What a fascinating article sent in by Laurence Hansford on the end of St Ives signalling – there’s no substitute for being there and witnessing such events first hand (that’s how I know Warship 805 Benbow visited Wadebridge 45 years ago, although sadly unlike Laurence I didn’t have a camera to hand so you’ll have to take my word for it!) They certainly didn’t waste any time on the dismantling. I was particularly interested to see the photos of the inspection saloon which was one of three (DB999506/8/9 – ‘507 was a departmental railbus) built at Swindon Works to the BR Mark I design on a 57’ underframe around 1960. What makes this so interesting is that until now I had never seen a photo of one of these in original lined maroon, and the lining wrapping around the ends in similar fashion to ex-GWR autocoaches is especially eyecatching! No yellow warning panels either.

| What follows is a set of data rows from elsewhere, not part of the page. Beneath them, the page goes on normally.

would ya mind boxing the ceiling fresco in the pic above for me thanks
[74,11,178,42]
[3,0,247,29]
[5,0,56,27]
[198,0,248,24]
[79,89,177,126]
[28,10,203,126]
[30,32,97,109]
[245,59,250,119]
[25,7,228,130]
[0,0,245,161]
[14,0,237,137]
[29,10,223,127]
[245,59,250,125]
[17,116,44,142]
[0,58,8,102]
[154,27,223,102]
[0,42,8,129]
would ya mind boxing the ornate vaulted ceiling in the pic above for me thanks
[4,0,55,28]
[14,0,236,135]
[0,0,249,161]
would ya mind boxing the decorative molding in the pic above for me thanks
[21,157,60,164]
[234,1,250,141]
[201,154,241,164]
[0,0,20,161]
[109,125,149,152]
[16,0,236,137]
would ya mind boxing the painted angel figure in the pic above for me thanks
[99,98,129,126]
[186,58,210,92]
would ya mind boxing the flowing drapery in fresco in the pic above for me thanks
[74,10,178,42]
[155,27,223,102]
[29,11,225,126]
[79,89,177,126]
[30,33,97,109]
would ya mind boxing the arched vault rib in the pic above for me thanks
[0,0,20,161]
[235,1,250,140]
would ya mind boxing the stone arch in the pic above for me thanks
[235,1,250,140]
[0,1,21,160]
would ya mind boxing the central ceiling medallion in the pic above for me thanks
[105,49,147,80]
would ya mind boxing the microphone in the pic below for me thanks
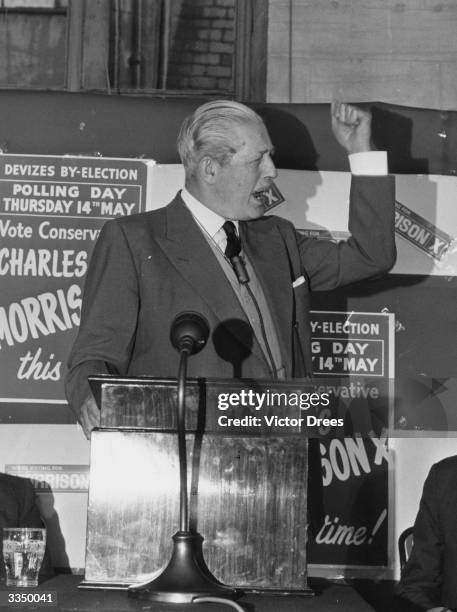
[230,255,250,284]
[170,311,210,354]
[130,311,239,602]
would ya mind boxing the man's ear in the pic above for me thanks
[198,156,219,185]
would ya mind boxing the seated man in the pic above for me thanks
[395,456,457,612]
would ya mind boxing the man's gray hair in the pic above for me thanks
[177,100,264,175]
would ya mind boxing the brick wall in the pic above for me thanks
[166,0,236,92]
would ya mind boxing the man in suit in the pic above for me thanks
[65,99,395,438]
[395,456,457,612]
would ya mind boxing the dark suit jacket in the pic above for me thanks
[65,175,395,415]
[395,456,457,611]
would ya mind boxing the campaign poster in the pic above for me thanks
[310,311,393,379]
[5,463,90,494]
[273,169,457,277]
[0,154,148,421]
[308,311,394,571]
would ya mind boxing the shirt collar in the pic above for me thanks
[181,187,239,238]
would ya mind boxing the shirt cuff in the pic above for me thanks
[349,151,388,175]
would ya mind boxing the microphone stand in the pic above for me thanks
[177,341,190,532]
[129,325,240,604]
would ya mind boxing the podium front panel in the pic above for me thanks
[84,430,309,590]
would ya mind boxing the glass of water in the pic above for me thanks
[2,528,46,587]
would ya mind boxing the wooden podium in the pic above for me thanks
[81,376,312,593]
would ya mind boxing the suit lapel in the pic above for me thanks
[155,195,269,369]
[240,219,294,376]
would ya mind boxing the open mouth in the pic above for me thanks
[252,183,285,212]
[252,187,271,206]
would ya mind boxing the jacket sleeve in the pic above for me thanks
[297,175,396,291]
[64,219,140,420]
[395,464,444,611]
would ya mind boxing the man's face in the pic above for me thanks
[213,121,277,220]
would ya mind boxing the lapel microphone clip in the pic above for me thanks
[230,255,250,284]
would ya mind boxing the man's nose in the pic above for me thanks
[263,154,277,180]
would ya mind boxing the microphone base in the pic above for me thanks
[128,531,242,604]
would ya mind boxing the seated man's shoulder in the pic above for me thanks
[0,472,35,500]
[0,473,40,525]
[421,456,457,502]
[430,455,457,481]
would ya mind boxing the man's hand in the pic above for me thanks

Since I have no knowledge of the other two getting anywhere near the West Country I am sure that this would have been the now-famous DB999508, as this vehicle was the South West area inspection saloon well into the 1970s as far as I know – it was certainly around in the early ‘70s, as the attached photos will testify (these are scans of prints not taken by myself but a school friend, William Heggie) and show a by-then blue/grey DB999508 accompanied by a battered, snowplough-fitted and very nearly life-expired D6322 at Truro in I believe March 1971. Just like at St Ives, its presence at Truro turned out to be a harbinger for serious rationalisation!
Why famous? In 1987 this vehicle was modified into a track recording coach and in more recent years was seen all over the country sandwiched between Network Rail locos. I have just learned that it was retired in 2012 and now resides in (well-earned) preservation on the West Somerset Railway.